Conventional Contrarianism: A Practical Guide

Brevity is the soul of wit, that motherfucker Shakespeare once wrote, and even though he’s wrong, I’ll keep this short.

RogerEbert.com editor Jim Emerson has created the Contrarianism Blog-a-thon. (He chooses to capitalize the last “T” for some reason; I shall not.)

Emerson’s get-together is fun enough, but it doesn’t provide much practical guidance. Being contrary these days is hard work. In this Web-democratized age when every possible opinion already has its champion, how the hell can one be a contrarian? On the other hand, how can one not be a contrarian? After all, whatever you think, you’re fighting against all those who have a different perspective.

I will enlighten you on how to be a conventional contrarian. This handy primer is meant to be a starting point, but it oversimplifies. The reality is that contrarianism isn’t so much a matter of what one is being contrary to, but how one is being contrary to it.

One must craft one’s argument in a credible way, so that it cannot be mistaken for irony or satire. It must be immaculately reasoned and persuasively argued. It must be loaded with six-dollar words and insanely arcane references so that it cannot effectively be refuted without a dictionary and a Ph.D. in comparative literature. And when in doubt, be belligerent and condescending. Shrill bests rational six days out of seven.

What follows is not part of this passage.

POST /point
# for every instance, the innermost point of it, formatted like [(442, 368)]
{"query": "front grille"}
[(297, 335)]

Feel free to disagree. I would expect nothing less.

The hierarchy of contrarian opposition:

  1. Canonical works. (E.g., Citizen Kane, The Godfather.)
  2. Recently deceased canonical directors. (E.g., Robert Altman.)
  3. Works that have achieved enough market penetration to be recognized by the culturally literate and have received nearly unanimous praise among serious critics. (E.g., Pan’s Labyrinth.)
  4. Living canonical directors. (E.g., Martin Scorsese.)
  5. The measurably popular that has also achieved nearly universal critical adulation. (E.g., Pixar movies.)
  6. Skillfully made, popular work whose political subtext must be exposed and pilloried. (E.g., Forrest Gump.)
  7. Cult classics – that which was never commercially or critically popular but serves as a marker of contrarian credibility. (E.g., most of the work of Brian De Palma and David Lynch.)
  8. The wildly popular. (E.g., Pirates of the Caribbean: Dead Man’s Chest.)
  9. Contrarianism itself.
  10. Universally panned crap that few people saw that must nonetheless be exposed for its insidious effect on the culture, an impact that is magnified because the work in question has been thoughtlessly dismissed as harmless. (E.g., Bio-Dome, Gigli, Battlefield Earth.)

The hierarchy of contrarian support:

  1. Uwe Boll.
  2. Punchlines – works that serve as shorthand for “shit” among the culturally literate. (E.g., Bio-Dome, Gigli, Battlefield Earth.)
  3. The popular that is not taken seriously as “art” or as culturally important. (E.g., Pixar movies, Pirates of the Caribbean: Dead Man’s Chest.)
  4. The “lesser” works of revered directors. (E.g., Scorsese’s Cape Fear, Spielberg’s Hook.)
  5. That which was well-reviewed but has become so popular that a critical backlash has “corrected” the consensus. (E.g., Forrest Gump.)
  6. Ben Affleck.
  7. Cult classics – that which was never commercially or critically popular but serves as a marker of contrarian credibility. (E.g., most of the work of Brian De Palma and David Lynch.)
  8. A less-popular piece that serves as substitute for a work that has achieved greater critical kudos and deeper cultural penetration. (E.g., an argument for the superiority of Infamous over Capote.)
  9. Canonical works that must be dissected in new ways to be properly appreciated. (E.g., The Godfather as an extended metaphor for the death of agrarian society, Citizen Kane through the lens of gardening.)
  10. Under-appreciated aspects of respected works. (E.g., an argument that the culturally pervasive jokes in This Is Spinal Tap [e.g., any reference to the number 11 or the death of a drummer] are inferior to its obscure jokes.)

A few other pointers:

  • The ripest, lowest-hanging fruit for the contrarian is that which passes from consensus to conventional wisdom to cliché. For example, at the point that even people who didn’t see Batman Begins were faulting the performance of Katie Holmes, some contrarian should have written an impassioned, rigorous defense of the woman’s work.
  • Never be predictable. One key to being contrarian is consistently defying your audience’s expectations.
  • A good contrarian will anticipate the buzz-and-backlash cycle of popular culture and must carefully position an opinion for maximum contrarian durability. Yesterday’s contrarian can quickly become today’s peddler of safe opinions.